At the heart of it wavetables can change smoothly from very naturalistic waveshapes (sines, etc) to far more exotic waveshapes (buzzy and metallic weirdness), and do so smoothly. Depending on how the wavetable is constructed, you could do without a filter entirely (since low pass filters basically reduce complex waveshapes to sine waves), though that kind of “west coast synthesis” thing isn’t typically approached via wavetable.
When I think to wavetable synthesis in contemporary electronic music, I think to the music of Cari Lekebusch. Notably these two… (neither are brilliant compositions, so kick them to the middle to hear the synth sound).
(Lead synth line)
(Also the lead line).
As a kid I was told these were both examples of the Waldorf XT, though who can say in reality (the envs sound too snappy to my ears in 2026).
thanks - I’d always boxed it off in my mind as serum-synthy-electronic, and was looking to try get something more organic out of it, not like acoustic modelling but just evoking acoustic
(not that I don’t like synthy, but i might use another box for that, like A4 or DN)
Oh, missed this. No, wavetables tend to lean more towards single cycle waveforms – think to a sample with several single cycle waves stitched together, but with interpolation in their transitions.
So… in theory you could do this, but it’s be a single cycle of the acoustic instrument, which wouldn’t carry much of its character.
cool - still, lovely new TV feature and looking forward to digging in. I just like to set practical expectations a bit on what the map might look like.
… though I’m not sure what’s going on here, it seems like a drum kit of wavetables, I’m feeling like wavetable might be more than meets the eye with the elektron sequencer and TV envelopes, LFOs and FX busses
There’s some confusion, back in the day PCM just meant stored samples typically in ROMplers, which had a bank of different sounds, drums, oscillators, and instruments.

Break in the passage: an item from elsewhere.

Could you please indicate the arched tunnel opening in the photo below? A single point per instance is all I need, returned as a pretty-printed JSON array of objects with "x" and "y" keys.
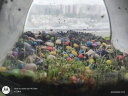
[{"x": 54, "y": 63}]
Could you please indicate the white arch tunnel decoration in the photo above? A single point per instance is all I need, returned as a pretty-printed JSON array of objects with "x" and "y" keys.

It meant, a sample with amplitude, loop point and other information attached to it to instruct the playback of the sound by the sound engine.

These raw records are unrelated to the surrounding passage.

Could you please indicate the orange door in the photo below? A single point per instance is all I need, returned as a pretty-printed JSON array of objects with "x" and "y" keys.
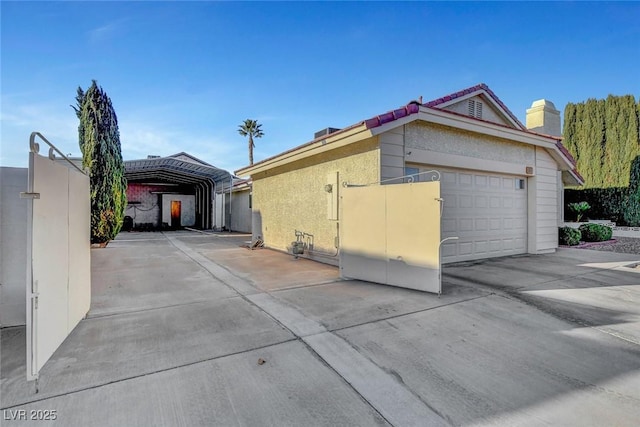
[{"x": 176, "y": 207}]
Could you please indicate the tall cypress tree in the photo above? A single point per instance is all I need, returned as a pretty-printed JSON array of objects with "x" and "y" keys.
[
  {"x": 99, "y": 140},
  {"x": 603, "y": 137}
]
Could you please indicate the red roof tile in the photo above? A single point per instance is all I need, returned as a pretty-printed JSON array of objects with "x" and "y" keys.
[{"x": 473, "y": 89}]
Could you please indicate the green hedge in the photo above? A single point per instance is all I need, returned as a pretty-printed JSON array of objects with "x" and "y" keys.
[
  {"x": 568, "y": 236},
  {"x": 595, "y": 232},
  {"x": 618, "y": 204},
  {"x": 605, "y": 203}
]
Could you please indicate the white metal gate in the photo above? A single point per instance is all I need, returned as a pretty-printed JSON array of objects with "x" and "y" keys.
[
  {"x": 391, "y": 234},
  {"x": 58, "y": 253}
]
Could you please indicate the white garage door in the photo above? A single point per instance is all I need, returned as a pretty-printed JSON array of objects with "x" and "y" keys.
[{"x": 488, "y": 212}]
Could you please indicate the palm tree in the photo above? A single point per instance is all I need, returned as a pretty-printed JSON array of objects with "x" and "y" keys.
[{"x": 250, "y": 128}]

A wavetable typically refers to a large sequence of single cycle waveforms strung together which you can then scan through which creates unique sounds and sound design opportunities.

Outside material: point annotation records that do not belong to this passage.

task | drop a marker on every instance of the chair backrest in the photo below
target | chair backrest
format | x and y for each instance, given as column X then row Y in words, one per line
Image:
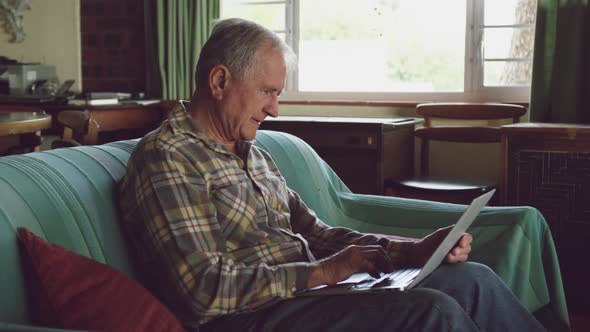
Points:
column 463, row 134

A wavetable can take any sample as a source. All recordings of audio can be broken into discrete parts (single cycle) and scanned through (moving through the discrete parts of your recording).
For realistic sounds of instruments you will work with a multisampled instrument, which were also found in romplers.
Me neither !
I loaded a 1 bar loop and applied a saw modulation. I used different notes, lfo speed.
By default, Wavefinder interprets files as 2048 samples length slices, which is a Serum standard. But internally it uses 1024 samples length, with 64 slices max.
It interpolates slices.
Longer samples can be loaded, but I don’t know the limit yet, and how slices are analysed if the file is longer than standard (64 x 2048).
I downloaded those, and dropped the folder into User/Wavetables on the SD card, but I get a “failed to load” message when I try to add them into a slot. Any suggestions??
I also have little Wavetable experience and am still getting my head around it somewhat. It seems to me that if there is a “key” to Wavetable, it’s in the modulation of the position in the table - the choice of single cycle waveform - to control the evolution of the sound.
So you could, in theory, produce a double bass sound if the loaded wavetable had all the single cycles needed for that, and you could cycle through them with precisely the correct timing. I suspect that might already have been done, or close to that.
But on Tonverk we already have multisampling capability, if realism of real instruments is what we want. When I think of wavetable synthesis in the past, on e.g. the PPG Wave, perfect realism never seemed to be the goal, and it was never going to make samplers obsolete. Wavetable is its own thing.